Worse, what “stuck” means is also ambiguous. Does that mean it failed with an error? Does that mean a download started but then was too slow for the user’s taste? Does it mean that a download started but never got any data at all? How long did the user wait?
My best guess is that git cloning the registry on Windows is taking a long time and isn’t actually stuck. There’s a fix for that being worked on for 1.7 (don’t unpack registries).
maybe i misread this, but milestone "1.6 blockers" still has 3 open with "1.6 now considered feature-complete. This milestone tracks release-blocking issues." - so how can 1.6 be ready?
You guys are doing great. Julia is really taking shape. Can't wait to jump ship from Python.
It's also nice to see that you (personally) are sponsoring zig development. There is so much more room for improvement in the arena of programming languages. Infrastructure like this is a huge multiplier.
I'm excited about Zig and I've spent many evenings looking at Andrew's streams. I haven't gotten the time to try it out properly myself but I'm looking forward to it.
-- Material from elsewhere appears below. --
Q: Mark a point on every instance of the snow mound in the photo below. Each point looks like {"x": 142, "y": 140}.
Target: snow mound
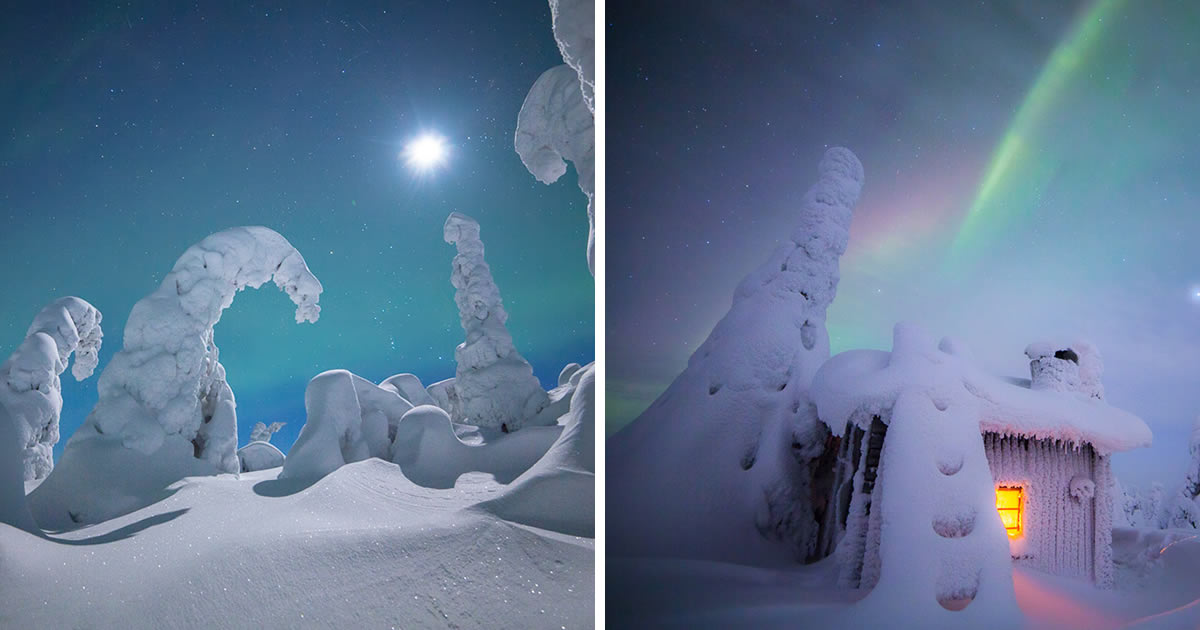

The Julia implementation ended up being about 2 to 3 times faster. I timed the core learning loops, the network evaluations and gradient calculations and applications, and PyTorch and Julia performed similar here. So it wasn't that Julia was faster at learning. Instead it was all the in-between, all the "book keeping" in Python ended up being much faster in Julia, enough so that overall it was 2 to 3 times faster.
(I was training on a CPU though. Things may be different if you're using a GPU, I don't know.)